Еще менее, чем с военными авторами, общество знакомо было с теми условиями, в которых протекала их деятельность. А были они весьма не легки. Помимо общих цензурных ограничений, в военном быту чрезвычайно широко понималось «обнаружение сведений, вверенных по службе», замыкая уста самые благонамеренные. При этом с 1908 г. военное министерство, введя ряд стеснений для военнослужащих, причастных к печати, потребовало, чтобы лица, пишущие под псевдонимом, сообщали его своему ближайшему начальнику. Начальство по большей части относилось к «балующим пером» с большим предубеждением. Общая тенденция — не выносить сор из избы — получила чрезвычайно распространительное толкование; запретное облекалось в почтенные покровы соблюдения «военного секрета» или недопустимости подрыва авторитетов. Под запретом находились суждения не о лицах только — это было бы в военной обстановке понятно, — но даже о системах обучения, организации и, конечно, об изнанке жизни и быта.

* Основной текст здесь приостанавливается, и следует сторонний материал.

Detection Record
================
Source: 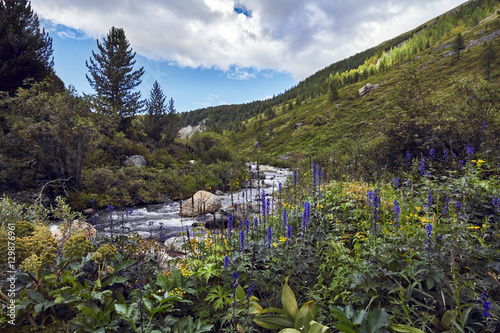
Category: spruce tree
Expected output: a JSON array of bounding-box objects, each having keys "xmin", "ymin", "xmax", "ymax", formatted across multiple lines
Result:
[
  {"xmin": 0, "ymin": 0, "xmax": 55, "ymax": 94},
  {"xmin": 146, "ymin": 81, "xmax": 167, "ymax": 142},
  {"xmin": 453, "ymin": 32, "xmax": 465, "ymax": 60},
  {"xmin": 85, "ymin": 27, "xmax": 144, "ymax": 120}
]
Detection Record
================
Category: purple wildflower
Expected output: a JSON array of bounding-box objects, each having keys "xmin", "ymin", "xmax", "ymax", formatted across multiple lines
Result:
[
  {"xmin": 240, "ymin": 228, "xmax": 245, "ymax": 251},
  {"xmin": 281, "ymin": 209, "xmax": 288, "ymax": 228},
  {"xmin": 267, "ymin": 227, "xmax": 273, "ymax": 248},
  {"xmin": 227, "ymin": 214, "xmax": 234, "ymax": 235}
]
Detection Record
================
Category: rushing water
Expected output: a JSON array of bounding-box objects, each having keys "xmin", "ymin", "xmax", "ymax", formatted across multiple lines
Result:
[{"xmin": 88, "ymin": 164, "xmax": 290, "ymax": 239}]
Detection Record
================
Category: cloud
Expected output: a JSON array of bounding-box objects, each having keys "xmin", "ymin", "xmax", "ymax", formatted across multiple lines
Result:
[{"xmin": 31, "ymin": 0, "xmax": 463, "ymax": 80}]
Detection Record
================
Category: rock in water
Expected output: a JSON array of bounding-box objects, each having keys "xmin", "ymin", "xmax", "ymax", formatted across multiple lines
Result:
[{"xmin": 179, "ymin": 191, "xmax": 222, "ymax": 217}]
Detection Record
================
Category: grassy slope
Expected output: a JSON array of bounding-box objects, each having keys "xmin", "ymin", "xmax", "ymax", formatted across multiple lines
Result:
[{"xmin": 229, "ymin": 13, "xmax": 500, "ymax": 163}]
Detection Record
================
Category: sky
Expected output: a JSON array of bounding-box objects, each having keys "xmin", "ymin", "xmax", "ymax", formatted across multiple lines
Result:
[{"xmin": 31, "ymin": 0, "xmax": 464, "ymax": 112}]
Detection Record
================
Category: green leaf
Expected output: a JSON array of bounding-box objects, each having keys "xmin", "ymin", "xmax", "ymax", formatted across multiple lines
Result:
[
  {"xmin": 295, "ymin": 301, "xmax": 316, "ymax": 332},
  {"xmin": 26, "ymin": 289, "xmax": 43, "ymax": 303},
  {"xmin": 390, "ymin": 324, "xmax": 425, "ymax": 333},
  {"xmin": 308, "ymin": 320, "xmax": 330, "ymax": 333},
  {"xmin": 253, "ymin": 316, "xmax": 294, "ymax": 329},
  {"xmin": 281, "ymin": 276, "xmax": 299, "ymax": 320},
  {"xmin": 113, "ymin": 260, "xmax": 137, "ymax": 273}
]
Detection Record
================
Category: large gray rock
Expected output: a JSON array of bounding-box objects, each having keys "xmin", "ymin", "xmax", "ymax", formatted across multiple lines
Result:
[
  {"xmin": 125, "ymin": 155, "xmax": 148, "ymax": 167},
  {"xmin": 179, "ymin": 191, "xmax": 222, "ymax": 217}
]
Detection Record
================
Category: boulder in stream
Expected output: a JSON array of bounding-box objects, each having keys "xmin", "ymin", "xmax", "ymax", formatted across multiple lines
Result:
[{"xmin": 179, "ymin": 191, "xmax": 222, "ymax": 217}]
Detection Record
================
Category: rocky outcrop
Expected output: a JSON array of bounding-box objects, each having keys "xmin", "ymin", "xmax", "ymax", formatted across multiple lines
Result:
[
  {"xmin": 125, "ymin": 155, "xmax": 148, "ymax": 167},
  {"xmin": 179, "ymin": 191, "xmax": 222, "ymax": 217}
]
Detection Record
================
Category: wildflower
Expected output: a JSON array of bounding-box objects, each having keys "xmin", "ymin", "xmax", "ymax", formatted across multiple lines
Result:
[
  {"xmin": 478, "ymin": 291, "xmax": 491, "ymax": 319},
  {"xmin": 443, "ymin": 149, "xmax": 448, "ymax": 162},
  {"xmin": 227, "ymin": 214, "xmax": 234, "ymax": 235},
  {"xmin": 420, "ymin": 157, "xmax": 426, "ymax": 176},
  {"xmin": 372, "ymin": 188, "xmax": 380, "ymax": 231},
  {"xmin": 465, "ymin": 144, "xmax": 474, "ymax": 159},
  {"xmin": 405, "ymin": 150, "xmax": 411, "ymax": 166},
  {"xmin": 443, "ymin": 196, "xmax": 450, "ymax": 215},
  {"xmin": 240, "ymin": 228, "xmax": 245, "ymax": 251},
  {"xmin": 394, "ymin": 199, "xmax": 401, "ymax": 225},
  {"xmin": 282, "ymin": 209, "xmax": 288, "ymax": 228},
  {"xmin": 293, "ymin": 170, "xmax": 297, "ymax": 191},
  {"xmin": 247, "ymin": 281, "xmax": 255, "ymax": 301},
  {"xmin": 267, "ymin": 227, "xmax": 273, "ymax": 248},
  {"xmin": 302, "ymin": 202, "xmax": 311, "ymax": 229},
  {"xmin": 312, "ymin": 159, "xmax": 318, "ymax": 192},
  {"xmin": 425, "ymin": 223, "xmax": 432, "ymax": 250}
]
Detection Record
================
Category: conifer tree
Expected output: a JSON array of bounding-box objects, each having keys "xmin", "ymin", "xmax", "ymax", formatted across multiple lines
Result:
[
  {"xmin": 146, "ymin": 81, "xmax": 167, "ymax": 142},
  {"xmin": 453, "ymin": 32, "xmax": 465, "ymax": 60},
  {"xmin": 85, "ymin": 27, "xmax": 144, "ymax": 118},
  {"xmin": 0, "ymin": 0, "xmax": 55, "ymax": 94}
]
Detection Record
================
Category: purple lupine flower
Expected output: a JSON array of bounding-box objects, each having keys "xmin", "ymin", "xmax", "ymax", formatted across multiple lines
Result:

Помню случай в Варшавском округе еще в период командования им ген. Гурко. В то время в армии шел большой спор о пользе или вреде зимних маневров с ночлегом в поле.В Варшавском и еще в каком-то округе такие маневры практиковались, в других — пользы их не признавали. Почему-то Гурко, проводивший вообще здравую систему обучения, в этом вопросе, проявлял упорство необычайное. Между тем солдат, в снабжение которых не входили тогда ни полушубки, ни теплое белье, такие ночи, проведенные в полотняных палатках, не приучали к перенесению холода и к приемам согревания, как того ожидало начальство, а только калечили.